Any natural language criterion can be used (single sentence, starting with 'Reward...' or 'Penalize...'). For common use cases, Composo provides pre-built criteria frameworks.

RAG framework

  • rag_faithfulness: Reward responses that make only claims directly supported by provided source material without hallucination.
  • rag_completeness: Reward responses that include all relevant information from source material needed to answer the question.
  • rag_precision: Reward responses that include only information necessary to answer the question.
  • rag_relevance: Reward responses where all content directly addresses the user's question.

Agent framework

  • agent_exploration: Reward agents that explore new information and investigate unknowns despite uncertainty.
  • agent_exploitation: Reward agents that exploit existing knowledge to create reliable plans.
  • agent_tool_use: Reward agents that operate tools correctly in accordance with tool definitions.
  • agent_goal_pursuit: Reward agents that work towards the goal specified by the user.
  • agent_faithfulness: Reward agents that only make claims supported by source material or tool returns

Model variants

Summary

  • Simpler to use: Single sentence natural language criteria.

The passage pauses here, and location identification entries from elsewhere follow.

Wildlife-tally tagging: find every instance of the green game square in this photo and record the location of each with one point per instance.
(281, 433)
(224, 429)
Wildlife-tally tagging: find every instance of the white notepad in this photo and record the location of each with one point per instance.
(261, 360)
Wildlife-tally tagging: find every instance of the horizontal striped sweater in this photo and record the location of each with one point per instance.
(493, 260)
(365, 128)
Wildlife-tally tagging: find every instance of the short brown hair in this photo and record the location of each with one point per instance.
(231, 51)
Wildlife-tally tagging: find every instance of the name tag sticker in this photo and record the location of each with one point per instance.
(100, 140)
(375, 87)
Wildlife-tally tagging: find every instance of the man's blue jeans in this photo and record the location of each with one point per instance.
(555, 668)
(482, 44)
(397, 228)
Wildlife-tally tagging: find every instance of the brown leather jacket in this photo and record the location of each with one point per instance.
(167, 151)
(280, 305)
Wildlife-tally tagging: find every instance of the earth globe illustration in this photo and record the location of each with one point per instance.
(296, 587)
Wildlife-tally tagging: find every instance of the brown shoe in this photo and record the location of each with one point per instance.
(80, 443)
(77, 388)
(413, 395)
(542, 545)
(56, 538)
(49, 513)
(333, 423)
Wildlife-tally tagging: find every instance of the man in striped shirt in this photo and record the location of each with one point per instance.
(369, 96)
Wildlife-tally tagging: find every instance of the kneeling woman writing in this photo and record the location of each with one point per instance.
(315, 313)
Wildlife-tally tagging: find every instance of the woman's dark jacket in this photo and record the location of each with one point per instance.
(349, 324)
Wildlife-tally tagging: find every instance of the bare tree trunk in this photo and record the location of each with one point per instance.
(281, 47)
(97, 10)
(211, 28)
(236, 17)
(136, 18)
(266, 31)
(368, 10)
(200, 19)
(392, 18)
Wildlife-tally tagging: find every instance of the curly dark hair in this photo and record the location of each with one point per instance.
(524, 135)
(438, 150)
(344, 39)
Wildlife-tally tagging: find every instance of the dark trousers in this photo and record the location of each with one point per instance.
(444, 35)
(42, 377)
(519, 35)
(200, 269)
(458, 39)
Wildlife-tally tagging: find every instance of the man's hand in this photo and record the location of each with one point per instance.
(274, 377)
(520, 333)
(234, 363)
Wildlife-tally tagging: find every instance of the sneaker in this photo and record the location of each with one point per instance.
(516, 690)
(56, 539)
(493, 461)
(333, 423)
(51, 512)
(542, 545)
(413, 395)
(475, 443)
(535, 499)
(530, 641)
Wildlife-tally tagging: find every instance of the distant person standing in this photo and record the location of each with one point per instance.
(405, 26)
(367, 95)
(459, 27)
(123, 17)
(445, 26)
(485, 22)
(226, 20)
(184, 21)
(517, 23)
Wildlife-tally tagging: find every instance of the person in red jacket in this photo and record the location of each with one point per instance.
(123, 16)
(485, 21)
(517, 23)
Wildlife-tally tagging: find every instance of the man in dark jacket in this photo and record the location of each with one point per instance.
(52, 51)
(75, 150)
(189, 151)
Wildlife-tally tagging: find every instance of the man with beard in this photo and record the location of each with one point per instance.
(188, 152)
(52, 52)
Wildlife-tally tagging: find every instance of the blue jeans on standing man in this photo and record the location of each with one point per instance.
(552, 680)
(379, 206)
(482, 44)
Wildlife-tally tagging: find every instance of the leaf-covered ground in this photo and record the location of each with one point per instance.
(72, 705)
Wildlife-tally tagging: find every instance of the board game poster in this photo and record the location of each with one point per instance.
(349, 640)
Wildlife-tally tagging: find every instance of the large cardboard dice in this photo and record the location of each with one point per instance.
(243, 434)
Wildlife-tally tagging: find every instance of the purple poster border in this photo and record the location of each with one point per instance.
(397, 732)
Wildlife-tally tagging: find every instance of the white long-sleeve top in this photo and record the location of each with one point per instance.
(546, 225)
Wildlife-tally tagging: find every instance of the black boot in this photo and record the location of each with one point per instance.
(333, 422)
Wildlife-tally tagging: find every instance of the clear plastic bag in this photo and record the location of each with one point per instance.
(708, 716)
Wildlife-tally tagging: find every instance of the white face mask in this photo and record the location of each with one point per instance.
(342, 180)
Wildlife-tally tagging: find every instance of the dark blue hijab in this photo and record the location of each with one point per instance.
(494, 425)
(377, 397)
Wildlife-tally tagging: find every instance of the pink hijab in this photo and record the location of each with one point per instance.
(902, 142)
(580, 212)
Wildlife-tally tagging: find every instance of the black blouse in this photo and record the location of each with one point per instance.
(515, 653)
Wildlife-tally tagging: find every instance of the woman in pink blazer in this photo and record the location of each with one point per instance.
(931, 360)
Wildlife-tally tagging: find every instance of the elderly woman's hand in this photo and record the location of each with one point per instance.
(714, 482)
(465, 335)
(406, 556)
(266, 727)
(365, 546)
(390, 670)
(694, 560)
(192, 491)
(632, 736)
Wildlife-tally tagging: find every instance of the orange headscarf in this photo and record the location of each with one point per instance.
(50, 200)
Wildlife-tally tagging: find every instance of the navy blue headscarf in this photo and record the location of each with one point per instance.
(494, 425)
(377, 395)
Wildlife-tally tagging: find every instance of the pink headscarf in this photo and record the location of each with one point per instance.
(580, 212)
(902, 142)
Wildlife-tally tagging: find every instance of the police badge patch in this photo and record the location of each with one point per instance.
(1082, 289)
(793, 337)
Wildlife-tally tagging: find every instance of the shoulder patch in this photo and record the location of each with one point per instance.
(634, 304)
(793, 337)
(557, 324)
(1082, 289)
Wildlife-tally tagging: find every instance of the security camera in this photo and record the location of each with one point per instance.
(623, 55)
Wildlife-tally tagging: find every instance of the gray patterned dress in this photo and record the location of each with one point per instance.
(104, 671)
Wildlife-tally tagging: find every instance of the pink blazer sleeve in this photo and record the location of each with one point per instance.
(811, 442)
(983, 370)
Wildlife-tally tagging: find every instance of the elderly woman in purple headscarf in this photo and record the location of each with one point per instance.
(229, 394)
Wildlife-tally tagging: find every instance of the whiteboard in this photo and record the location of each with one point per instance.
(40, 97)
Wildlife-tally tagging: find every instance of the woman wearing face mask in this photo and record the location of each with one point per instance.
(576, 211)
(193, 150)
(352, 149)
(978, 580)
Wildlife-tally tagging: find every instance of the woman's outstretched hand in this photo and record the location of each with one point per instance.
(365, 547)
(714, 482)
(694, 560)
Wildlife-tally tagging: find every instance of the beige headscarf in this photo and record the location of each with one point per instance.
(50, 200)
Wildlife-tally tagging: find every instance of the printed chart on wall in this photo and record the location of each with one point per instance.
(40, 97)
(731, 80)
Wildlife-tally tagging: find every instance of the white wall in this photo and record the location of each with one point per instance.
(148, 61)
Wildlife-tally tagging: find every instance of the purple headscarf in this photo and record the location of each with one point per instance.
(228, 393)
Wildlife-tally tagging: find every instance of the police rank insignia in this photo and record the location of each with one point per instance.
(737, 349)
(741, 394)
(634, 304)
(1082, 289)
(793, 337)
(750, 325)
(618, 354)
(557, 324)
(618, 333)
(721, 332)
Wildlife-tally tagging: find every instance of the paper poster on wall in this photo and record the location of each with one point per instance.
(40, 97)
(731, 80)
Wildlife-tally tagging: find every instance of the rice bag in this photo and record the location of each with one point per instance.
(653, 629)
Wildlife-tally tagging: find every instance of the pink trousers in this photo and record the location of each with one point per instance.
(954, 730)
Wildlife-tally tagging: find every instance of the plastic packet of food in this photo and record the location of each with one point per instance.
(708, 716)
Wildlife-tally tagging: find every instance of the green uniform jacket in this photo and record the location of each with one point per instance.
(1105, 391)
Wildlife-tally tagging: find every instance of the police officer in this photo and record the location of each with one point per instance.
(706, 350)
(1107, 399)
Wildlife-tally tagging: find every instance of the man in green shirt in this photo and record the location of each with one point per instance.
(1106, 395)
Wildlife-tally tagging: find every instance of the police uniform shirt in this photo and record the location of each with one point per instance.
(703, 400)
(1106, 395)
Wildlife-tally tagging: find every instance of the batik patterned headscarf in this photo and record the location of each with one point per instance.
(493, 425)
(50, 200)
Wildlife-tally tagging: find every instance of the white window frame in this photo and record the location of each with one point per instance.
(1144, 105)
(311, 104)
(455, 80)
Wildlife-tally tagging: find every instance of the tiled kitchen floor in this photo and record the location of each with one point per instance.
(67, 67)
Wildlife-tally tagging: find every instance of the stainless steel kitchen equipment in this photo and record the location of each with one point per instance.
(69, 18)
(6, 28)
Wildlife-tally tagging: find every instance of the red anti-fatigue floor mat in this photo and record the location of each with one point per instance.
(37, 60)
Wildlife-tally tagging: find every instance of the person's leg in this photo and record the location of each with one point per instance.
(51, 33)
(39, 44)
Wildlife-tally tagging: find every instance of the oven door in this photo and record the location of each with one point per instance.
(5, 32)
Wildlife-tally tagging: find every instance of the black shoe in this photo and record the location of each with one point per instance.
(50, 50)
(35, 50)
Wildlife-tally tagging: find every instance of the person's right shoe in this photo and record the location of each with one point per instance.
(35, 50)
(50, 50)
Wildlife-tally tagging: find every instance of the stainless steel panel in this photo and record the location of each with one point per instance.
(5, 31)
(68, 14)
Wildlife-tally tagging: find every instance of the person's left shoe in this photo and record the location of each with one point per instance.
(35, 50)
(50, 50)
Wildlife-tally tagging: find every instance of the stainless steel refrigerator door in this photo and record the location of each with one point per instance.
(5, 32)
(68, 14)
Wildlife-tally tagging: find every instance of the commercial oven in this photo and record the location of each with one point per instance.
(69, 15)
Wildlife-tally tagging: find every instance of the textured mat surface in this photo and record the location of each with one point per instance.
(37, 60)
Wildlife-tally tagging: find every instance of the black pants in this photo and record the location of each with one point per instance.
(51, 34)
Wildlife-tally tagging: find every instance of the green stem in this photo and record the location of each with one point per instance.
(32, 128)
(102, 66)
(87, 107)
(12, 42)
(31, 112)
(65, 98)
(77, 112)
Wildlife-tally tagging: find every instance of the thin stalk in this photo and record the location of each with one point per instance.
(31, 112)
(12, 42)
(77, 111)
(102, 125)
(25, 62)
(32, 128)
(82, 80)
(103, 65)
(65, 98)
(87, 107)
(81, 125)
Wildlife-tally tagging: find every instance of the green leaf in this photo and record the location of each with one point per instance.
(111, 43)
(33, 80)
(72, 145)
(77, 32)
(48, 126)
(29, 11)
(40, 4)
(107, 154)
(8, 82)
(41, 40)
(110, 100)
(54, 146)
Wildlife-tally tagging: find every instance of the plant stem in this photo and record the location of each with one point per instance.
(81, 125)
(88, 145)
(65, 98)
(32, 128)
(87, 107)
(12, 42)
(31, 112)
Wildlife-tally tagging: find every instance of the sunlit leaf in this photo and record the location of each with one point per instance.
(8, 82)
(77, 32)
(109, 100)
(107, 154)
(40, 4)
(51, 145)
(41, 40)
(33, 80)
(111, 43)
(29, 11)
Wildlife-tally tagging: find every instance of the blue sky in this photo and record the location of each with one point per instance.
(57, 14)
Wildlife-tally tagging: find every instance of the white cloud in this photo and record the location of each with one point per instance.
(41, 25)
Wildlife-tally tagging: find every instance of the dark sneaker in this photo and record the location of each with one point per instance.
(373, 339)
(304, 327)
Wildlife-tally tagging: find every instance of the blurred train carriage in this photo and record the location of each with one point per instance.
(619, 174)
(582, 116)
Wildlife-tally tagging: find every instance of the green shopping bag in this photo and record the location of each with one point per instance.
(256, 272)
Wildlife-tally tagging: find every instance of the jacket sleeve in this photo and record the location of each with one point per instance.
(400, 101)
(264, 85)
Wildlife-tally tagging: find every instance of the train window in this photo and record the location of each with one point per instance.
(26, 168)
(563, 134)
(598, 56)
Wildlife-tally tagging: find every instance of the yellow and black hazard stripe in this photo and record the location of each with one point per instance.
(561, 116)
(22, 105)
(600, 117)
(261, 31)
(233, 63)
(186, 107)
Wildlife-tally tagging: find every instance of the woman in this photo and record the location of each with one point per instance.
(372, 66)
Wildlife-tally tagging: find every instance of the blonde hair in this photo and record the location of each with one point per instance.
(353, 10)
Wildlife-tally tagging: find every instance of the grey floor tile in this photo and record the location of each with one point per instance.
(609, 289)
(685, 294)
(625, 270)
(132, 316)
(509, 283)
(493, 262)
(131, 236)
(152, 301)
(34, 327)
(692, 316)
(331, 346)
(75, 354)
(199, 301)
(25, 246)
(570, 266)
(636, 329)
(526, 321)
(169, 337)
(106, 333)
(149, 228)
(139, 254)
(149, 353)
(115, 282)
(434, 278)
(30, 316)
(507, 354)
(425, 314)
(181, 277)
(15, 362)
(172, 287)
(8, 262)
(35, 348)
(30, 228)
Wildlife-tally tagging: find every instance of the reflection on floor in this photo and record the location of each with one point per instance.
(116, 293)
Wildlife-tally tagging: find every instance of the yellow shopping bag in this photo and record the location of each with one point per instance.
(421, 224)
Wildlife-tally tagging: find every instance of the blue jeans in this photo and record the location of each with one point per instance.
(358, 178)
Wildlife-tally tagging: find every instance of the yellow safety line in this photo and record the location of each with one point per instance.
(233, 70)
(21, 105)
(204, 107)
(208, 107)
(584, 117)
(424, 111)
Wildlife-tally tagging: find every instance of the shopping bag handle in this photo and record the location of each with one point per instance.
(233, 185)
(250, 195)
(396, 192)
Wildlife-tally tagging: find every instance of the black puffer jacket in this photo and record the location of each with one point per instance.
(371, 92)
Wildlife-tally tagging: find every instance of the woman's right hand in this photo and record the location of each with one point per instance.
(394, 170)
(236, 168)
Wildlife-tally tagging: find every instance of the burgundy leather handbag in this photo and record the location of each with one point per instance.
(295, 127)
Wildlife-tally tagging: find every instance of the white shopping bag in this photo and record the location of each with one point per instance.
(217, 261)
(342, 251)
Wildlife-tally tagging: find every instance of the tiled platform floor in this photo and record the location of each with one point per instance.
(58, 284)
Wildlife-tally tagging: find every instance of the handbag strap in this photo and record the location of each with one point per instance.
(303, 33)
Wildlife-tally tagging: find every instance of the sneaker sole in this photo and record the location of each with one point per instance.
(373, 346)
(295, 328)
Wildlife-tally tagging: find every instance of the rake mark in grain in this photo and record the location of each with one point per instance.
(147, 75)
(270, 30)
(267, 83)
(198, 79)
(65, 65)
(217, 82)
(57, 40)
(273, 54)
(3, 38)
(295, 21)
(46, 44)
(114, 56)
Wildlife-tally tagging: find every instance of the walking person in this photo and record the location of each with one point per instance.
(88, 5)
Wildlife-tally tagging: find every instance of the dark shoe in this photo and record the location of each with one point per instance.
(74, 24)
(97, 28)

No rubrics, few-shot examples, or prompt engineering.
  • More accurate: 95% agreement with expert evaluators vs ~70% for LLM-as-judge.
  • Well calibrated: Scores are grounded in learned quality distributions via self-calibration, not arbitrary scales.
  • Works immediately: No ground truth data required. Self-calibration learns from evaluation history automatically.
  • Learns from your data: Optionally incorporate golden annotations, external guidelines, or internal knowledge stores.
  • Stable: Deterministic scoring. Same input produces same output. Similar inputs cluster tightly.
  • Faster and cheaper: Options from 100ms to 15s depending on accuracy/speed tradeoff. No repeated sampling needed.